The defence team's cross-examination focused considerably on technical deficiencies in NBI documentation, highlighting typographical and clerical errors within the bureau's investigative reports. Lotoc dismissed these lapses as immaterial to the substance of the NBI's factual findings and conclusions. The prosecution later argued through adviser Robert Ace Barbers that the defence strategy represented a rhetorical retreat, concentrating on procedural and documentary minutiae rather than confronting the core substance of Duterte's documented statements and their implications for the impeachment inquiry.

A secondary dimension of the trial involved claims that Duterte herself faced assassination threats under a purported plan denominated "Operation Romanov," which the Vice President had invoked in her own defence.
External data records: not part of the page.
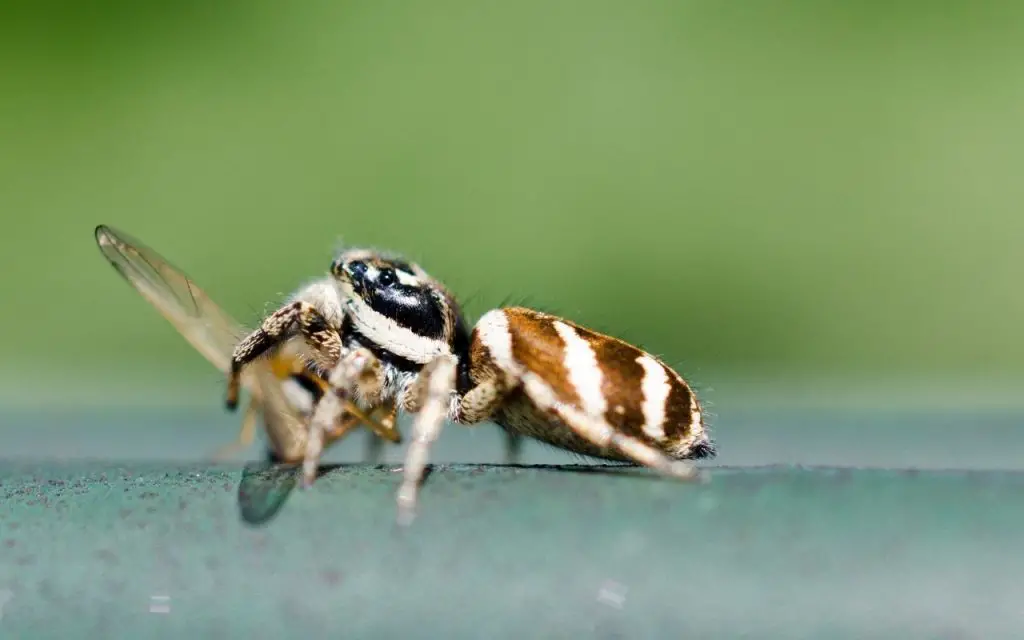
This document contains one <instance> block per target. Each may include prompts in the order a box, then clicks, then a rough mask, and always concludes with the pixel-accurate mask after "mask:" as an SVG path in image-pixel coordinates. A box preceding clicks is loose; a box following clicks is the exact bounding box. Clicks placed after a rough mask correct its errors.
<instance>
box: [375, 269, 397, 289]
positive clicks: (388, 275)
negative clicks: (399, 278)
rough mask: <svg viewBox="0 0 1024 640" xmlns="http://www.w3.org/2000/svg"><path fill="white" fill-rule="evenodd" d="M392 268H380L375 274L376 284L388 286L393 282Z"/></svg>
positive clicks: (390, 285) (384, 285)
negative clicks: (379, 272)
mask: <svg viewBox="0 0 1024 640" xmlns="http://www.w3.org/2000/svg"><path fill="white" fill-rule="evenodd" d="M395 280H396V279H395V276H394V269H381V272H380V273H378V274H377V284H378V285H380V286H381V287H390V286H391V285H393V284H394V283H395Z"/></svg>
Lotoc's testimony substantially undermined this claim, indicating that NBI investigations traced the terminology to Davao City Mayor Sebastian "Baste" Duterte during a January 2024 rally, where it was directed toward President Marcos and his family rather than the Vice President herself. The witness further noted that the bureau could not validate the existence of any such operation. Information about Romanov provided by social media personality Princess Maui during the November 23 press conference was deemed unreliable after Maui failed to substantiate her claims before NBI investigators.
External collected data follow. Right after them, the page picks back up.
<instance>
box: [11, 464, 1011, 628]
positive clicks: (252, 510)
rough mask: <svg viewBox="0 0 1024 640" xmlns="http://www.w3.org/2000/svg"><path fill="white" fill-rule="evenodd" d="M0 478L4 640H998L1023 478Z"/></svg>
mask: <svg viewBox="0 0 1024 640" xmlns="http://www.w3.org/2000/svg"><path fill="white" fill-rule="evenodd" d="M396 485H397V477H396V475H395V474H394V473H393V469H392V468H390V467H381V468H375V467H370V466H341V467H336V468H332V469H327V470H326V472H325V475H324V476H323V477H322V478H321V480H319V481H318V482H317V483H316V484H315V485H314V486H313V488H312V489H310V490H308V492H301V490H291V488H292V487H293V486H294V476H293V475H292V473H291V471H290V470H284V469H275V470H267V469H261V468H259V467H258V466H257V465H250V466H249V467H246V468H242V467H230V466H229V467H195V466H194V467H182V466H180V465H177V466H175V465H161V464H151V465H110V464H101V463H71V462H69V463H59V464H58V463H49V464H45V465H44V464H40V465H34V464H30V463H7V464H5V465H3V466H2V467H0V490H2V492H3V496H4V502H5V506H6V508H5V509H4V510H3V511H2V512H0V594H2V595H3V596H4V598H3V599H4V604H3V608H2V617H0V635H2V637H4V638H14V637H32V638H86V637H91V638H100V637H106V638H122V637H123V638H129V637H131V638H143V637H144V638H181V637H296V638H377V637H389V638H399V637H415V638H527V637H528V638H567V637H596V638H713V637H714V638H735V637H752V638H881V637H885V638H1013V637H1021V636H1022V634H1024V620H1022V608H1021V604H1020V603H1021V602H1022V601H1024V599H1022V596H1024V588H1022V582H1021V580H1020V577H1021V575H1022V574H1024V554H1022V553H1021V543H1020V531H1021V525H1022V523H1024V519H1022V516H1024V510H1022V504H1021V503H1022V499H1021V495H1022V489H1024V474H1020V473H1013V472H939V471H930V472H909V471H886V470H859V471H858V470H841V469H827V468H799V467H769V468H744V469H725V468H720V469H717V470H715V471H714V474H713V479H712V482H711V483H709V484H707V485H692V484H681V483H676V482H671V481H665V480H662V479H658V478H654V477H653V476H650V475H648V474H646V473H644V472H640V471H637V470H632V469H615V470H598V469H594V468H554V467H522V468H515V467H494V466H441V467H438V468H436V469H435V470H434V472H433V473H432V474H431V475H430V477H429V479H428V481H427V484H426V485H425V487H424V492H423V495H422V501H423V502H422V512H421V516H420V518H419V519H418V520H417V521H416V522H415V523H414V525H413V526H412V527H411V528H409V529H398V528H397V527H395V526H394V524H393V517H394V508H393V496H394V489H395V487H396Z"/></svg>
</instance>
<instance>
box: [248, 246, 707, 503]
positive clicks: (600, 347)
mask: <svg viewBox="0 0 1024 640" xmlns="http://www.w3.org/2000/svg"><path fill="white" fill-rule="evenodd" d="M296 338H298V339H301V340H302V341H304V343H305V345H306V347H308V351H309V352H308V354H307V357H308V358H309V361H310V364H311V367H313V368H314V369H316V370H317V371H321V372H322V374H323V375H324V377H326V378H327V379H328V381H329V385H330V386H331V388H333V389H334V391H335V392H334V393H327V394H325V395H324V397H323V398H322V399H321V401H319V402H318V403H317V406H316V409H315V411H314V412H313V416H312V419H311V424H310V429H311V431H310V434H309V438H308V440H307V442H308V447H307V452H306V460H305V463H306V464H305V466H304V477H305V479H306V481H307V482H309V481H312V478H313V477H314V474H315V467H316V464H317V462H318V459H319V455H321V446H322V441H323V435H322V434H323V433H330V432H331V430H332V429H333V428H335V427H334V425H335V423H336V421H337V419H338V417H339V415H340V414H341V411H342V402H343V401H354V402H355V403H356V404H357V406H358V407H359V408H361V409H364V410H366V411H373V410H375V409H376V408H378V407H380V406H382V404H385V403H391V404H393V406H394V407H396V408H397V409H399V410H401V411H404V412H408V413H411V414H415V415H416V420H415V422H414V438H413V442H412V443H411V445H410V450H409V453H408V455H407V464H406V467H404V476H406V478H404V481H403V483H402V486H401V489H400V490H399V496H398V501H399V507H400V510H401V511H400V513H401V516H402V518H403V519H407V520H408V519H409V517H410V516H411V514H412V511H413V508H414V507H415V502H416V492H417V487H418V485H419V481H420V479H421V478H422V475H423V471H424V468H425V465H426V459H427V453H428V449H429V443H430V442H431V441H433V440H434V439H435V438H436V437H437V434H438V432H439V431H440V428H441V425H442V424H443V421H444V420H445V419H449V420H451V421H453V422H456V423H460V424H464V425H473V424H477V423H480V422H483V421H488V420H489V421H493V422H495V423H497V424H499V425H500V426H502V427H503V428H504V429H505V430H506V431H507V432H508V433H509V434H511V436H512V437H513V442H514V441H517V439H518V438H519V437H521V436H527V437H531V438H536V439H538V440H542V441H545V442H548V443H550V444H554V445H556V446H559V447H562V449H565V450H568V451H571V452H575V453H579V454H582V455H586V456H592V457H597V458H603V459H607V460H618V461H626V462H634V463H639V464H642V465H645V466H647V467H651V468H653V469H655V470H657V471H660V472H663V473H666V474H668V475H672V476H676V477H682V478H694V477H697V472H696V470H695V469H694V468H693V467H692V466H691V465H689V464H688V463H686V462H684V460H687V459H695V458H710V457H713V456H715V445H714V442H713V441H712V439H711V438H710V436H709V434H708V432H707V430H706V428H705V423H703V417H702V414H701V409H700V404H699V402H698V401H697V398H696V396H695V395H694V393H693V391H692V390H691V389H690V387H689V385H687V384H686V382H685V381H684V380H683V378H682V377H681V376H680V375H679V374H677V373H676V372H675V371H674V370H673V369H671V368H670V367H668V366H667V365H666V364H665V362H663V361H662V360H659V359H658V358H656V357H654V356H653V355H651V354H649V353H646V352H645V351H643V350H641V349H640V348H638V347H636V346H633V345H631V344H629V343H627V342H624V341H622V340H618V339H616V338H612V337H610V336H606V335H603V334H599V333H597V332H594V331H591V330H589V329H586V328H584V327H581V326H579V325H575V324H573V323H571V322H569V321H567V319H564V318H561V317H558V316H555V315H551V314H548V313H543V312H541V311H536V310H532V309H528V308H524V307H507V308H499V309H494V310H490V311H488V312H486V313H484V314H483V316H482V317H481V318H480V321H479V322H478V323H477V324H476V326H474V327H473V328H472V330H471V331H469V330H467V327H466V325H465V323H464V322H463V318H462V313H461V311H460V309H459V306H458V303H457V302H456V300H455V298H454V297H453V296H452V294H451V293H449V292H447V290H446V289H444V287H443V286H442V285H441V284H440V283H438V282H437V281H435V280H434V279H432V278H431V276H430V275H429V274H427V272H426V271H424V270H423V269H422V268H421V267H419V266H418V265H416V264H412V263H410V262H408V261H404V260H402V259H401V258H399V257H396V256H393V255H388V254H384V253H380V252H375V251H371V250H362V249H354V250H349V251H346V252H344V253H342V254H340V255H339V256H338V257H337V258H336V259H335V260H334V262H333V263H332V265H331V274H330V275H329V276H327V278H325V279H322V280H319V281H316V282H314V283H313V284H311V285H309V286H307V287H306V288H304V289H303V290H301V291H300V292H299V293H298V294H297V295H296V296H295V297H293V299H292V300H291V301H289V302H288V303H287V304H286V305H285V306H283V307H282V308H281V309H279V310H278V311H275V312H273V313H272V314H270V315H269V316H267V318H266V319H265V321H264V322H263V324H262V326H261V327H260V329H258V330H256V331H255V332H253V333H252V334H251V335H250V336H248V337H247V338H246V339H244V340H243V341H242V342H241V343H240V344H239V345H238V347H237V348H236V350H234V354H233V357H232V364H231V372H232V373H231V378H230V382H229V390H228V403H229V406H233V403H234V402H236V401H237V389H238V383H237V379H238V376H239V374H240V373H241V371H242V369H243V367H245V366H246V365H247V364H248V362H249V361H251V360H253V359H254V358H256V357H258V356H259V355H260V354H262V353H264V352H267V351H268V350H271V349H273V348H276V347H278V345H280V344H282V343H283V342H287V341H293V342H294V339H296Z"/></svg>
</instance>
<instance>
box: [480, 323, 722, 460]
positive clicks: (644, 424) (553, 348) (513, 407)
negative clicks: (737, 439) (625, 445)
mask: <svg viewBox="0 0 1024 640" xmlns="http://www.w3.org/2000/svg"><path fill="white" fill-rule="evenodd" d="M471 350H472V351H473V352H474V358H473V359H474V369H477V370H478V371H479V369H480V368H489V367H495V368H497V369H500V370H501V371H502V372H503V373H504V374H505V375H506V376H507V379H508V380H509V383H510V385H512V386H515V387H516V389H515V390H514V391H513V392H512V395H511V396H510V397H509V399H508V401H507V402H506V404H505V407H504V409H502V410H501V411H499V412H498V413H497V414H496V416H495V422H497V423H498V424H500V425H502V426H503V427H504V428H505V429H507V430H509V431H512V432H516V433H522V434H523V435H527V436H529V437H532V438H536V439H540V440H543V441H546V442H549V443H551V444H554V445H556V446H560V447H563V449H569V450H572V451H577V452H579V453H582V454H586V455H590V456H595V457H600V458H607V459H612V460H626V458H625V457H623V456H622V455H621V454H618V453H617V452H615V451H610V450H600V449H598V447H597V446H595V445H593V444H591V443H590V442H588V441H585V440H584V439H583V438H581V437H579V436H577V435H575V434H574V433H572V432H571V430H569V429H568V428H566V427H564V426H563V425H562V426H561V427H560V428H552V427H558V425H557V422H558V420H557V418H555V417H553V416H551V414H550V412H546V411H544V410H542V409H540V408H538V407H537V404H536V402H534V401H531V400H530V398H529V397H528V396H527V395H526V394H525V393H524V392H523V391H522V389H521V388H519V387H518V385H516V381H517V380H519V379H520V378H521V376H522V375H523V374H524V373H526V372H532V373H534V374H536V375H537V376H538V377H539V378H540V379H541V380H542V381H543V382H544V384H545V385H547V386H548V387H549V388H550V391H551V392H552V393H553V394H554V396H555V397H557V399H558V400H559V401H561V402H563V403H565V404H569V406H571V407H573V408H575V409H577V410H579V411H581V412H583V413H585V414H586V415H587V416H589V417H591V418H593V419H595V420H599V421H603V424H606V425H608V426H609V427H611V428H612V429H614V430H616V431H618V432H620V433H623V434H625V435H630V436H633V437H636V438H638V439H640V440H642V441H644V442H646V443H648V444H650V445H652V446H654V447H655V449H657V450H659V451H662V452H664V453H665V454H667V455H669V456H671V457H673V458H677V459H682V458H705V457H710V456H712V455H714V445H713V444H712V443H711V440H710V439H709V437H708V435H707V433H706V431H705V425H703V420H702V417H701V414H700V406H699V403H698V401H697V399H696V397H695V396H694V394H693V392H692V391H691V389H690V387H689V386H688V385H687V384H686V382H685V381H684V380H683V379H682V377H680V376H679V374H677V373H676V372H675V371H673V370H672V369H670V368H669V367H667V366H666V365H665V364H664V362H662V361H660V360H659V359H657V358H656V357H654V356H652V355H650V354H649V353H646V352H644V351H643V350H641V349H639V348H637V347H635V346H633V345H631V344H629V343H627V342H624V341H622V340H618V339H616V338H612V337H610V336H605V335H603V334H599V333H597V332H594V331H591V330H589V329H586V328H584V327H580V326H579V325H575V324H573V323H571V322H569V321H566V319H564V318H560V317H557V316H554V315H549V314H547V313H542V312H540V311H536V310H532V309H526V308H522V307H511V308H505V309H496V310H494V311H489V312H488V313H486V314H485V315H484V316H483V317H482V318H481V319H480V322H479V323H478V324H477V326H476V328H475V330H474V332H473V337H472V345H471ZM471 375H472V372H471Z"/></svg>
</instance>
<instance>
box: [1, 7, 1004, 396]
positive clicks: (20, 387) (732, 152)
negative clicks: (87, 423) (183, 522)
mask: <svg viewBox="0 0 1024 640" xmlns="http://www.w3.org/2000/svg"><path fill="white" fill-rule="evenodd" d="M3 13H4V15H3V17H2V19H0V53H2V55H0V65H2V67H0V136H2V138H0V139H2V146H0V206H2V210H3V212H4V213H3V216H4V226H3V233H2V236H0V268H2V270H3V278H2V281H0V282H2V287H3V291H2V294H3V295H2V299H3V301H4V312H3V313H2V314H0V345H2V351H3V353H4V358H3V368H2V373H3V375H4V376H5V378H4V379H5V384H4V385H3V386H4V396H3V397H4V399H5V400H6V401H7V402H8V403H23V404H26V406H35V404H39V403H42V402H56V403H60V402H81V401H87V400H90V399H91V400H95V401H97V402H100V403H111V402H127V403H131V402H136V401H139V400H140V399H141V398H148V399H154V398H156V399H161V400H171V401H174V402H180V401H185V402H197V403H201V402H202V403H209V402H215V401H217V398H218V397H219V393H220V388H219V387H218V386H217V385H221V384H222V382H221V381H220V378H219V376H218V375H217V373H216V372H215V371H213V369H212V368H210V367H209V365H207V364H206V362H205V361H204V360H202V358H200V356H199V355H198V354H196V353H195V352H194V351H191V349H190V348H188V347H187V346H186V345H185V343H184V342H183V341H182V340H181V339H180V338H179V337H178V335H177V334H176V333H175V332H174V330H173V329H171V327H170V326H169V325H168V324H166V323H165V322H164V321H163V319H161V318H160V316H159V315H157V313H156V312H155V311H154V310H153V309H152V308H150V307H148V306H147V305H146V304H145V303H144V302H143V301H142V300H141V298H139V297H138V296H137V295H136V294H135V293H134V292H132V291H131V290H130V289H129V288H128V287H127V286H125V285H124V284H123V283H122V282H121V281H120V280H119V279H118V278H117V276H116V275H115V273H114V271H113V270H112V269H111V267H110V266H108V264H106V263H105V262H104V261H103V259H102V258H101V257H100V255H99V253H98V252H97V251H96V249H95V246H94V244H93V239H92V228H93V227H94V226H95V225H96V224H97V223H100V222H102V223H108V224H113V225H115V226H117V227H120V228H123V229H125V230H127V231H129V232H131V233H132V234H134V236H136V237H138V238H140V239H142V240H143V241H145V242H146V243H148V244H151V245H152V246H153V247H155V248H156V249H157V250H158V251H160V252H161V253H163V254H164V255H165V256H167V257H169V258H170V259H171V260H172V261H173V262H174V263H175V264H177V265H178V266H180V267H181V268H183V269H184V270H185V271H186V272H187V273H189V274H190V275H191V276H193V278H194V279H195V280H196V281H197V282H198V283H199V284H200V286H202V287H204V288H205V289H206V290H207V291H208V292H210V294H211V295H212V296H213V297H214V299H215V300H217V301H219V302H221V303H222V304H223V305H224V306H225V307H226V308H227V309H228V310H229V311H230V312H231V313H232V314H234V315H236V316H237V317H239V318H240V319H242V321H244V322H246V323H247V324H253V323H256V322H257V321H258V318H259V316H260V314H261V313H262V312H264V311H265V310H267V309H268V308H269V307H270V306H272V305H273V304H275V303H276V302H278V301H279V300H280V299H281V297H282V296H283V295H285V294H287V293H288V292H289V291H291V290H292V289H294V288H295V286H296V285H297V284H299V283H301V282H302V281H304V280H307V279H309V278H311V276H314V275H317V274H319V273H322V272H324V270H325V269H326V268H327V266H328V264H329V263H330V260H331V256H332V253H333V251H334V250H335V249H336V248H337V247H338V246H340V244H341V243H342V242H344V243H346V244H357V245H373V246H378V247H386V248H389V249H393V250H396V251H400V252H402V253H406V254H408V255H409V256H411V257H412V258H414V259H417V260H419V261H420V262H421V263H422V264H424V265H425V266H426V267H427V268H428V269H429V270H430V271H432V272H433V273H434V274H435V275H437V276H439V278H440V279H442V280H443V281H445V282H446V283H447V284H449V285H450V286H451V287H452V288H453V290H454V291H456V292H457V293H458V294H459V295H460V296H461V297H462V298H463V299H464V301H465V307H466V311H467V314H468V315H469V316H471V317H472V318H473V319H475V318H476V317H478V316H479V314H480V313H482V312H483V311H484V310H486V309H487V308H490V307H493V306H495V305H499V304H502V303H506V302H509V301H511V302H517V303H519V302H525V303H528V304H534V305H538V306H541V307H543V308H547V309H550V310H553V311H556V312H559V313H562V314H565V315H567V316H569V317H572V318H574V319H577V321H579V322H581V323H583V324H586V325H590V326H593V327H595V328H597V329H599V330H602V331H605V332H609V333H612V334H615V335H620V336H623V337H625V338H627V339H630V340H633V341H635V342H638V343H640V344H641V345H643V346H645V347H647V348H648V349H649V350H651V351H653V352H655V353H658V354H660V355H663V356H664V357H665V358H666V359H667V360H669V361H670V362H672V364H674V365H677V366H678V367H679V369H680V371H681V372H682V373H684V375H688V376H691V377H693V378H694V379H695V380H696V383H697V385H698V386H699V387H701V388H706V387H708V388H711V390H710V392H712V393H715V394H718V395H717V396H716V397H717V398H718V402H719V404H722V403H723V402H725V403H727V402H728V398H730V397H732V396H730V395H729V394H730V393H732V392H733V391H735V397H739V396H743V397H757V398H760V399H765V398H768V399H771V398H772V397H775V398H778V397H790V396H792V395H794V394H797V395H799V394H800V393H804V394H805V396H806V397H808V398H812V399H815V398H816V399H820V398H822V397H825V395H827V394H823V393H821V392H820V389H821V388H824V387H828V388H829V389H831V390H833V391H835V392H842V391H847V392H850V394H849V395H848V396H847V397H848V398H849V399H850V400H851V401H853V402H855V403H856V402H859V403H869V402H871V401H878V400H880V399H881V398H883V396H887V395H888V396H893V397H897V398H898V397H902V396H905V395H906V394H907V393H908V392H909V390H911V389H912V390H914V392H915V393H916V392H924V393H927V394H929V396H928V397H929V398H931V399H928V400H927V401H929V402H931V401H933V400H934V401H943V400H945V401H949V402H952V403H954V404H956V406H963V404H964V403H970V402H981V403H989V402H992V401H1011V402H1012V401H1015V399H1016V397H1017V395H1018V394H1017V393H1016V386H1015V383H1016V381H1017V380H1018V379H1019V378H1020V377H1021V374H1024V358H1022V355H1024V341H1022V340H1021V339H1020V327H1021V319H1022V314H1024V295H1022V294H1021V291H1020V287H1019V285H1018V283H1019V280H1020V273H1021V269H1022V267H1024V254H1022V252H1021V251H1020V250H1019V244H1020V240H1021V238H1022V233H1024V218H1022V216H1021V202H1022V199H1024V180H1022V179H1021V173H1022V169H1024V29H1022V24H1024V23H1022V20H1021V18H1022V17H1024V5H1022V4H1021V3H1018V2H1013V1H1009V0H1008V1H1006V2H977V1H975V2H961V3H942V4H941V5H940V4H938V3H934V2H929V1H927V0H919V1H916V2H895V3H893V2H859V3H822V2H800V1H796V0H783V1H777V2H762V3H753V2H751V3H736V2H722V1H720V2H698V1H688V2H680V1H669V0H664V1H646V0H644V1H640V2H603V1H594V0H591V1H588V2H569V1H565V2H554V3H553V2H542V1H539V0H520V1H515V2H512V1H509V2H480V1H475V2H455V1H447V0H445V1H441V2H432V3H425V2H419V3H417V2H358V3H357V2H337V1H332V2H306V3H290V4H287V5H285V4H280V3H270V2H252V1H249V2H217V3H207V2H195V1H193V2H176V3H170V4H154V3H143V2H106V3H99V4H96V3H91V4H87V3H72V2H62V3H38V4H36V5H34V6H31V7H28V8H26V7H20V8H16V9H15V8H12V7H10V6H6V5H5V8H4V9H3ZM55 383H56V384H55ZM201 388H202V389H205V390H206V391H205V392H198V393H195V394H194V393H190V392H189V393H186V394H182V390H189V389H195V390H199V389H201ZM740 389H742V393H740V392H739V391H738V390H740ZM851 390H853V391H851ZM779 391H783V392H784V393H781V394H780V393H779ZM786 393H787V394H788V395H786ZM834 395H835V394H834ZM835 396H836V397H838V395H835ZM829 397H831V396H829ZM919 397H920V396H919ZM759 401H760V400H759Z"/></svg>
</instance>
The impeachment proceedings against Duterte represent an unprecedented political reckoning in contemporary Philippine democracy, with a Vice President facing removal through constitutional processes. The stakes extend beyond immediate personalities to encompass foundational questions about the conduct expected of holders of high constitutional office and the institutional consequences when public officials make threats against their superiors. Malaysian and Southeast Asian observers should note the procedural sophistication of the Philippine impeachment mechanism, which incorporates substantial evidentiary standards and affords defendants robust cross-examination rights, even as it grapples with the inherent difficulties of adjudicating political conduct.

The NBI testimony underscores a persistent investigative frustration: the absence of Duterte's full cooperation with authorities. Her strategic silence before investigators, combined with written denials unsupported by detailed explanations, left unresolved questions about her subjective intent and the literal existence of the alleged intermediary. From an institutional perspective, this refusal to engage with investigative processes raises discrete questions about accountability and transparency among constitutional officeholders in democratic systems. The trial's progression toward potential judgment will depend substantially on how the Senate interprets Duterte's documented public statements, her deliberate reiterations of those statements, and her unwillingness to subject herself to probing examination.
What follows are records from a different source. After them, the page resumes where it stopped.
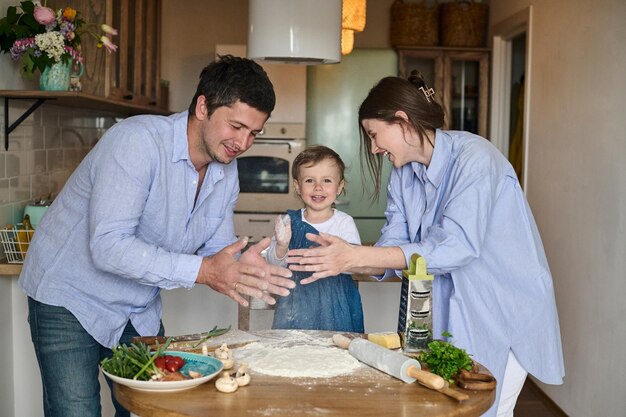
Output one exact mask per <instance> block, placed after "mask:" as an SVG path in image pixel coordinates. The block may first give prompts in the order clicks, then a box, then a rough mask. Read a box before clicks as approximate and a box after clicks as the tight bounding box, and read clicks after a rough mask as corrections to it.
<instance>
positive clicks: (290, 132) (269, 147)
mask: <svg viewBox="0 0 626 417" xmlns="http://www.w3.org/2000/svg"><path fill="white" fill-rule="evenodd" d="M304 137H305V126H304V124H303V123H268V124H266V125H265V128H264V130H263V133H262V134H259V135H258V136H257V137H256V139H255V140H254V143H253V144H252V146H251V147H250V149H248V150H247V151H246V152H244V153H243V155H241V156H239V157H238V158H237V169H238V171H239V188H240V192H239V199H238V200H237V205H236V207H235V233H236V234H237V236H238V237H243V236H248V238H249V240H250V242H258V241H259V240H261V239H262V238H264V237H266V236H271V235H272V232H273V230H274V219H275V218H276V216H277V215H278V214H280V213H284V212H285V211H286V210H287V209H296V208H300V207H301V206H302V201H301V200H300V198H299V197H298V196H297V195H296V193H295V191H294V188H293V177H292V176H291V166H292V164H293V160H294V159H295V157H296V156H297V155H298V154H299V153H300V152H301V151H303V150H304V148H305V146H306V141H305V139H304Z"/></svg>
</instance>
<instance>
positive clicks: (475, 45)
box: [439, 0, 489, 47]
mask: <svg viewBox="0 0 626 417" xmlns="http://www.w3.org/2000/svg"><path fill="white" fill-rule="evenodd" d="M440 8H441V12H440V13H441V24H440V28H441V32H440V36H439V37H440V38H441V45H442V46H472V47H482V46H485V45H486V43H487V21H488V19H489V6H488V5H486V4H482V3H476V2H474V1H467V0H465V1H451V2H449V3H442V4H441V5H440Z"/></svg>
Lotoc's testimony also illuminated the investigative complexity inherent in prosecuting cases involving high-ranking political figures whose rhetoric operates within contexts of significant accumulated political influence and familial networks of power. The challenge for prosecutors lies in translating documented statements and demonstrated networks into proof of serious criminal intent sufficiently grave to warrant removal from constitutional office. As the impeachment trial progresses, this fundamental tension—between the provocative nature of Duterte's public statements and the evidentiary difficulty of proving completed criminality—will likely dominate the Senate's deliberations. The case carries implications for how democracies in Southeast Asia manage accountability for inflammatory political speech, particularly when such speech emanates from constitutional officers whose formal positions vest them with significant institutional resources and networks.